To avoid runaway allocations, parsing defaults to a 1 GiB cap. Pass `max_size_bytes` to override:

```py
from scraper_rs import Document, select

doc = Document(html, max_size_bytes=5_000_000)  # 5 MB guard
links = select(html, "a[href]", max_size_bytes=5_000_000)
```

If you want to parse a limited portion of an oversized HTML document instead of rejecting it entirely, use `truncate_on_limit=True`:

```py
# Parse only the first 100KB of a large HTML document
doc = Document(large_html, max_size_bytes=100_000, truncate_on_limit=True)
links = doc.select("a[href]")  # Will only find links in the first 100KB

# Also works with top-level functions
items = select(large_html, ".item", max_size_bytes=100_000, truncate_on_limit=True)
```

Note: Truncation happens at valid UTF-8 character boundaries to prevent encoding errors.

## API highlights

- `Document(html: str)` / `Document.from_html(html)` parse HTML for CSS and keep the DOM; XPath parsing is initialized lazily on first XPath query.
- `.select(css)` → `list[Element]`, `.select_first(css)` / `.find(css)` → first `Element | None`, `.css(css)` is an alias.
- `.xpath(expr)` / `.xpath_first(expr)` evaluate XPath expressions that return element nodes.
- `.prettify()` renders the current DOM as an indented string for readable output/debugging.
- `.text` returns normalized text; `Document.html` is the original input HTML; `Element.html` is inner HTML.
- `scraper_rs.asyncio` exposes async `parse`/`select`/`xpath` wrappers plus awaitable `AsyncDocument` / `AsyncElement` methods.
- `Element` exposes `.tag`, `.text`, `.html`, `.attrs` plus helpers `.attr(name)`, `.get(name, default)`, `.to_dict()`.
- Elements support nested CSS and XPath selection via `.select(css)`, `.select_first(css)`, `.find(css)`, `.css(css)`, `.xpath(expr)`, `.xpath_first(expr)`.
- Elements also expose `.prettify()` to format element HTML with indentation.
- Top-level helpers mirror the class methods: `parse(html)`, `prettify(html)`, `select(html, css)`, `select_first(html, css)` / `first(html, css)`, `xpath(html, expr)`, `xpath_first(html, expr)`.
- `max_size_bytes` lets you fail fast on oversized HTML; defaults to a 1 GiB limit.
- `truncate_on_limit` allows parsing a truncated version (limited to `max_size_bytes`) of oversized HTML instead of raising an error.
- Call `doc.close()` (or `with Document(html) as doc: ...`) to free parsed DOM resources when you're done.
- In async workflows, use `async with await scraper_rs.asyncio.parse(html) as doc: ...` for automatic `AsyncDocument` cleanup.

## Installation

Built wheels target `abi3` (CPython 3.10+). To build locally:

```sh
# Install maturin (uv is used in this repo, but pip works too)
pip install maturin

# Build a wheel
maturin build --release --compatibility linux

# Install the generated wheel
pip install target/wheels/scraper_rust-*.whl
```

If you have `just` installed, the repo includes helpers: `just build` (local wheel), `just install-wheel` (install the built wheel), and `just build_manylinux` (via the official maturin Docker image).

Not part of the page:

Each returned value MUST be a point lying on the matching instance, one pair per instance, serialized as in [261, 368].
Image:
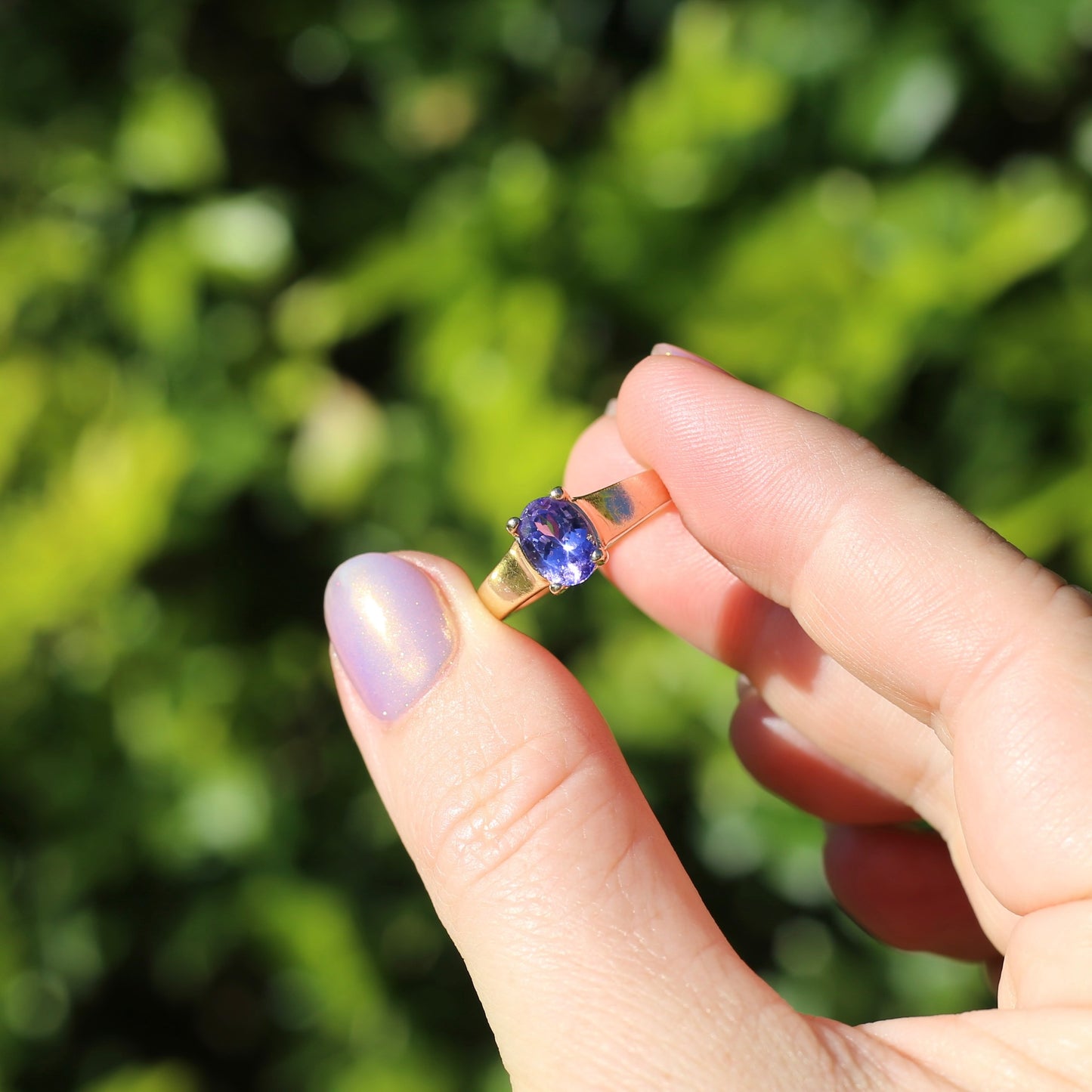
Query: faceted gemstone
[558, 540]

## Projects Using scraper-rs

- [**silkworm**](https://github.com/BitingSnakes/silkworm) - Async web scraping framework on top of Rust

## Development

Requirements: Rust toolchain, Python 3.10+, `maturin`, `pytest`, and `pytest-asyncio` for tests.

- Run tests: `just test` or `uv run pytest tests/`
- Format code: `just fmt` (or `cargo fmt --all` and `uv run ruff format`)
- Lint Rust: `just lint` (or `cargo clippy --all-targets --all-features -- -D warnings`)
- The PyO3 module name is `scraper_rs`; the Rust crate is built as `cdylib`.

Contributions and issues are welcome. If you add public API, please extend `tests/test_scraper.py` and the example script accordingly.